Cette conception de l'enseignement des lettres développe une désastreuse
pédagogie du soupçon. D'une part, elle discrédite la littérature aux yeux
de l'élève, lui arrachant son aura. Une telle stratégie de la méfiance
devant les écrivains ne peut, chez la plupart des élèves, qu'entraîner le
dégoût de la lecture. Il est probable que le but poursuivi par les
instructions officielles et les pédagogistes soit le suivant : rendre
impossible le réenchantement du livre par l'élève, la magie et le bonheur
de la lecture. Les effets de la terrible loi du soupçon que les
pédagogistes font peser sur la littérature se manifestent : interdire à
jamais, chez le futur adulte qu'est l'élève, le plaisir de la littérature.

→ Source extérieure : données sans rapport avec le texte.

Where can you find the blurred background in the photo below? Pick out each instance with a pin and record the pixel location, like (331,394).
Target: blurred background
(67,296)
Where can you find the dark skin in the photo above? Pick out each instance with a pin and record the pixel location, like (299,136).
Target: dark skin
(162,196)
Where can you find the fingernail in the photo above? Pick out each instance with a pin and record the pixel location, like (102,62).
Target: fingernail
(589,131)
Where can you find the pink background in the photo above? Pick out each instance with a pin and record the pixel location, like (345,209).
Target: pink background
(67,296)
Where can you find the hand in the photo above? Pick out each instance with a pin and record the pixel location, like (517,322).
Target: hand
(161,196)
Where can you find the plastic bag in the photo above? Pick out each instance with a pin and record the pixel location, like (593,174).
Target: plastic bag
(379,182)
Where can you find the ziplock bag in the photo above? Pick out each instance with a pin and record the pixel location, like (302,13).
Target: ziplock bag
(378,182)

La clique pédagogiste rêve de rabaisser l'élève au rang du valet de chambre
hégélien : de même que pour ce dernier il n'existe pas de grand homme, de
même le grand écrivain ne doit pas exister pour l'élève. Clarté du message :
Flaubert, Proust, Stendhal, ne sont que des écrivants, des producteurs de
textes. L'effet en est également d'interdire la pensée ; on
inculque à l'élève un regard technique sur les livres, attirant son
attention exclusivement sur les procédés de construction dont on lui
suggère qu'il est capable de les reproduire à son tour. Or, la pensée
nécessite un fonds inépuisable d'émerveillement - Aristote, il y a bien
longtemps, l'a signalé - présent dans tous les livres forts, que cette
pédagogie désenchantante s'ingénie à évacuer. Ainsi, ce criminel
enseignement du soupçon, promu par les sectes pédagogistes qui se sont
emparées de l'école, est une trivialisation de la littérature qui instaure
chez ses victimes un double interdit : de lire et de penser.

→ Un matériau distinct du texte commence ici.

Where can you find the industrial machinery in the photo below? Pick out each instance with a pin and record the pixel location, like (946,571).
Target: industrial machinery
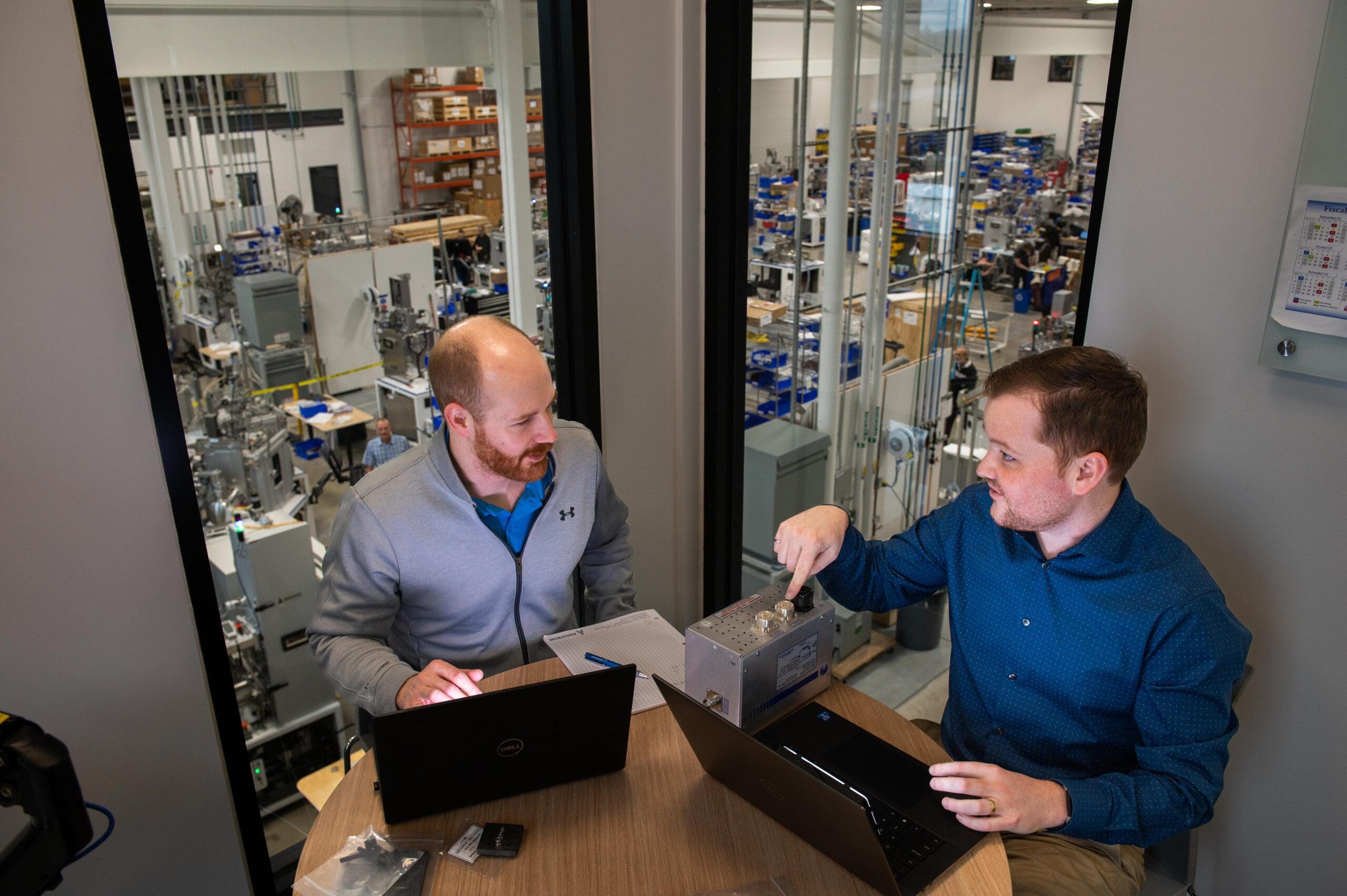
(286,704)
(244,458)
(268,308)
(275,367)
(761,658)
(405,339)
(402,333)
(546,318)
(785,469)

Partout, des consciences se lèvent pour dénoncer cette infamie, taxée par
Danièle Sallenave de "forfaiture généalogique". Lucide, Sauver les lettres
est un appel : avec lui, les esprits assoiffés de liberté, désireux de
refonder l'école, possèdent enfin le livre de l'anti-résignation.

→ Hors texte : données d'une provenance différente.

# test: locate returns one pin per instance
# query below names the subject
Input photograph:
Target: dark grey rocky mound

Robert REDEKER, professeur de philosophie, collaborateur aux Temps modernes
(1) Sauver les lettres, Des professeurs accusent, postface de Danièle Sallenave, Textuel, 144 p., 95 F.
(2) En dehors de la littérature, de Joseph Conrad, Paris, Critérion, 1992.
(3) L'enseignement de l'ignorance, de Jean-Claude Michéa, Climats, 2000.